The late winter sun set, ending our two hour ration of sunlight for the day. I looked down over the factory and cranes, and the men who were in the cold operating them. Prisoners, I was told, criminals, though I perish the thought of what crime would condemn them to this frozen hell. I always thought working outside would be better than any jail cell, but here quickly disproves that idea. The wind alone would make the stoutest amongst them cry out for solitary confinement. 

This combined mine and alloy processing plant was commissioned 50 years ago and has been manned by a crew of overseers, mainly engineers with a scattering of police and prison guards, and thousands of convicts working, slaving, in the hellish conditions. There are no walls nor fences, let them run the warden once told me, the bears need food. 

I got a job here knowing nothing and needing the money. Everyone knows the economy sucks, though no one talks about it. Or perhaps talks about it to be sure everyone knows we blame it on the enemies of the motherland, whoever they happen to be this time. I was told that this would help my career too, it would show I’m a good, hard worker, willing to sacrifice for the greater good. Sacrifice, that is, my dignity and integrity with every passing moment I stay silent and push the buttons that send men into hell. 

I guess I’m not all that culpable. I just monitor the electrical systems, not that many prisoners work in my department, though the ones that do have a very dangerous gig. I do however power the entire operation, a fact not lost on the chief.
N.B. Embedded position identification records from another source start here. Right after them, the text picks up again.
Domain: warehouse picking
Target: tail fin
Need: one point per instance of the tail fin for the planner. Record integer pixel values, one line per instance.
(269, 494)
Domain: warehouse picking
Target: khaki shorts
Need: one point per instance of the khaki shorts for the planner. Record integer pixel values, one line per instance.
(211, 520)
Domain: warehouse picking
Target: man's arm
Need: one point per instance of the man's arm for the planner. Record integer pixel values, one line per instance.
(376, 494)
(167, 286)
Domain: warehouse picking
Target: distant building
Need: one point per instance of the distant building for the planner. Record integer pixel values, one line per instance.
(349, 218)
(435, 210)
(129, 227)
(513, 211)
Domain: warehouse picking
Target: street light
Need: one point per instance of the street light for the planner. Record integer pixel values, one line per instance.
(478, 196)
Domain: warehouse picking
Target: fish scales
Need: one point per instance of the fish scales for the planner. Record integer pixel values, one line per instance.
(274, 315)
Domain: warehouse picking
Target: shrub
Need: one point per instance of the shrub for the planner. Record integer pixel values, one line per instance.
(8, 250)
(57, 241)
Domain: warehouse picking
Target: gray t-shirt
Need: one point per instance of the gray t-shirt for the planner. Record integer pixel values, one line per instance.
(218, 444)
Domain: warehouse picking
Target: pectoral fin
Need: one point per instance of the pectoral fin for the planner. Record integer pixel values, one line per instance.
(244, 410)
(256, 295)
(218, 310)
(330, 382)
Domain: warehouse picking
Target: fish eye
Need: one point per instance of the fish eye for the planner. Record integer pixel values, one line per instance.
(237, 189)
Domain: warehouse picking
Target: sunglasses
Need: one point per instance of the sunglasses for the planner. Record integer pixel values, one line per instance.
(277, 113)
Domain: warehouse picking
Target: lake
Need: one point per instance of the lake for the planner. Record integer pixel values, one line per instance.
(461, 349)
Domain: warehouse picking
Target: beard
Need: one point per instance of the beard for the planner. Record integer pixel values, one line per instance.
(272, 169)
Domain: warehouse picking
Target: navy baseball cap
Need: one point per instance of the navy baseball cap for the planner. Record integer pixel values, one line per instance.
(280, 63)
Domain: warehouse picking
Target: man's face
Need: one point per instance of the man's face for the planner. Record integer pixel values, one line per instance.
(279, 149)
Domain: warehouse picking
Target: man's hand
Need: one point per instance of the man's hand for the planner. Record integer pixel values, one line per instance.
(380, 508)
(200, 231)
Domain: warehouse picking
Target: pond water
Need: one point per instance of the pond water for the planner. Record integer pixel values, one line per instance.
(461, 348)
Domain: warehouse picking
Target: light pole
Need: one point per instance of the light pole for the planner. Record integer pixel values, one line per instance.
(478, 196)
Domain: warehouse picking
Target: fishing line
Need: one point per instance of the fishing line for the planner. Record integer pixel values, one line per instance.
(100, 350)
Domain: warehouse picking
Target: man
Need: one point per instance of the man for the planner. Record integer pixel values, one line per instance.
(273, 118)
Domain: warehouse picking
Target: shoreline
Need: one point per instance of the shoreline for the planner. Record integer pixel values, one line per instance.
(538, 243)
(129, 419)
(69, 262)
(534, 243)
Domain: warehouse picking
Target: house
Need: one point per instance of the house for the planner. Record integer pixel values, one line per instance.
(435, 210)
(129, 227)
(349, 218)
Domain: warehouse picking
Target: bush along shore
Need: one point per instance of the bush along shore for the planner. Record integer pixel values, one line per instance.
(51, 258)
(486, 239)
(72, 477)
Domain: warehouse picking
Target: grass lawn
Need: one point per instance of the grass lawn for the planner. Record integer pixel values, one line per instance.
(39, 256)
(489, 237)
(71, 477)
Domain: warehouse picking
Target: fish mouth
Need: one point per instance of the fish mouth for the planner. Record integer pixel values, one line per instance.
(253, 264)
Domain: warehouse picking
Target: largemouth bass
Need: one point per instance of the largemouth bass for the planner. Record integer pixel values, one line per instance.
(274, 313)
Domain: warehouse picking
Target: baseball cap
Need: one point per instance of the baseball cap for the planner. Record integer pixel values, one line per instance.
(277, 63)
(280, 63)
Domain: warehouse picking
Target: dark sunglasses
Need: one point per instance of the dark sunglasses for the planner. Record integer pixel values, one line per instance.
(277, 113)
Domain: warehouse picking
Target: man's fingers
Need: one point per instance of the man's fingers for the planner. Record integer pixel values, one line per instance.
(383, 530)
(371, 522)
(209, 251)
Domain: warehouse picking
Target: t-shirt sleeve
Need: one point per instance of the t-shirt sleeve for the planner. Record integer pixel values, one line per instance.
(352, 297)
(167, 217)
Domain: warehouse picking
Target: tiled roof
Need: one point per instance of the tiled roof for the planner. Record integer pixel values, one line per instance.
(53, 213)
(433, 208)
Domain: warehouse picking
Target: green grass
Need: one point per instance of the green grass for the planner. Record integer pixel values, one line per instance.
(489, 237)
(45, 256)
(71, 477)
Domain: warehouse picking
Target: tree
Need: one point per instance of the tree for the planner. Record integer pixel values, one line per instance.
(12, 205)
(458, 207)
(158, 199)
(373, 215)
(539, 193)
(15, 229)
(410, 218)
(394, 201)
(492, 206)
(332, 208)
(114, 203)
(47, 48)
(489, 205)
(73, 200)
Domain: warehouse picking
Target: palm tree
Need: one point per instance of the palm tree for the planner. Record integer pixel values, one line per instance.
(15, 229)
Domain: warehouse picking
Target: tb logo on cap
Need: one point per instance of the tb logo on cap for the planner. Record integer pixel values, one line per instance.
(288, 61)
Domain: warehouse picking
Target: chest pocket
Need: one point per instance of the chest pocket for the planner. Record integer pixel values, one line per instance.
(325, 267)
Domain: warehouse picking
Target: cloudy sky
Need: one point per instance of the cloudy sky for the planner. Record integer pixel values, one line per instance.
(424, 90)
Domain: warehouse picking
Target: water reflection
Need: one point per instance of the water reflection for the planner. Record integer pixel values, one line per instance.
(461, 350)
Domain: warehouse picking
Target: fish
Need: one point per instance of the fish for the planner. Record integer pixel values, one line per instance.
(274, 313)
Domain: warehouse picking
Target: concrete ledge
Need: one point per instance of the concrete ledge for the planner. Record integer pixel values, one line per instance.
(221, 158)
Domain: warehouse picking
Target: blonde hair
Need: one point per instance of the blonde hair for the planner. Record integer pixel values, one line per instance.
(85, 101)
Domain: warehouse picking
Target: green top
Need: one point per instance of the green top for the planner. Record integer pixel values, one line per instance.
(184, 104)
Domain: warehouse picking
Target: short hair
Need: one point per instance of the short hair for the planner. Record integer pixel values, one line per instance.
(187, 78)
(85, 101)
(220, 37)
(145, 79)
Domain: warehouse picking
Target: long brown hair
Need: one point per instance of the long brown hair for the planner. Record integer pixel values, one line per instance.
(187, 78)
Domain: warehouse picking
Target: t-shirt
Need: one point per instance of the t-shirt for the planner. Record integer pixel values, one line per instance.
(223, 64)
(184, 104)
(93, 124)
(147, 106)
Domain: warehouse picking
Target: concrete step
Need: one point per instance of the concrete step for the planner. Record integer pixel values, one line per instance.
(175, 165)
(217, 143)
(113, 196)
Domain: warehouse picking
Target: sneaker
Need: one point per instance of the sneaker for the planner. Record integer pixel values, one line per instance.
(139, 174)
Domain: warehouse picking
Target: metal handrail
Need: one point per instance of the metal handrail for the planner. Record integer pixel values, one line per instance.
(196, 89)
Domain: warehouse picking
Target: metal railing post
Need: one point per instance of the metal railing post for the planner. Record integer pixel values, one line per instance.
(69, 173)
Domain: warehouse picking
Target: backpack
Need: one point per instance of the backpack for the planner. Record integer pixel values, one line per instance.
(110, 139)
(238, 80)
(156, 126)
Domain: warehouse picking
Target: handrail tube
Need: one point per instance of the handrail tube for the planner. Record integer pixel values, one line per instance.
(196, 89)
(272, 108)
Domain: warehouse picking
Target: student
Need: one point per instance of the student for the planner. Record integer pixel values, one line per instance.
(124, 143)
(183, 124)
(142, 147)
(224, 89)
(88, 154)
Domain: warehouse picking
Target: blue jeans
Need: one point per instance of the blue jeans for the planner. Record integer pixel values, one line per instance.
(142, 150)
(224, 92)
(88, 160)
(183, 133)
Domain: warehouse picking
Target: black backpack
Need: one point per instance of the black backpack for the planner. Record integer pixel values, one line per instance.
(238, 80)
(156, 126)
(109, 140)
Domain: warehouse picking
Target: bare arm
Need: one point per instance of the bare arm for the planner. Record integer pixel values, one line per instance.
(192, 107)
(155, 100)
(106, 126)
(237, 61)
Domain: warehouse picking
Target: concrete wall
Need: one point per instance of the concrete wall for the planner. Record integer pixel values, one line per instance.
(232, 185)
He told me, in a moment of grit and intimidation, that if I ever get the notion to turn all moralistic and cut the power to free the men we’d all just freeze to death. I’d be a mass murderer, he said. Strange when your only resistance makes you into a worse person. 

So every day in the darkness of the winter that seems eternal I ride the armored bus from our guarded quarters on the bay, shielded by mountains from the camp. Through the winding roads to a bluff above the valley of the shadow of painful death. 

From my monitor I see just the grid, but in the control room I hear the radio traffic. I hear the reports- the dispassionate calculus of lives being spent like pocket change. Production behind, what will be the cost, 15 men, worth the quarter bonus, I was going to get the wife a new car. And so on the altar of another man’s mild success the whole person of another is sacrificed. 

The question is, when I return will I get the wife a new car and keep silent? Or do I speak and join the men below. Not returning is not an option. The question is how- slave or slave driver? I know which one I will choose. How I will live with myself after, though, I don’t know.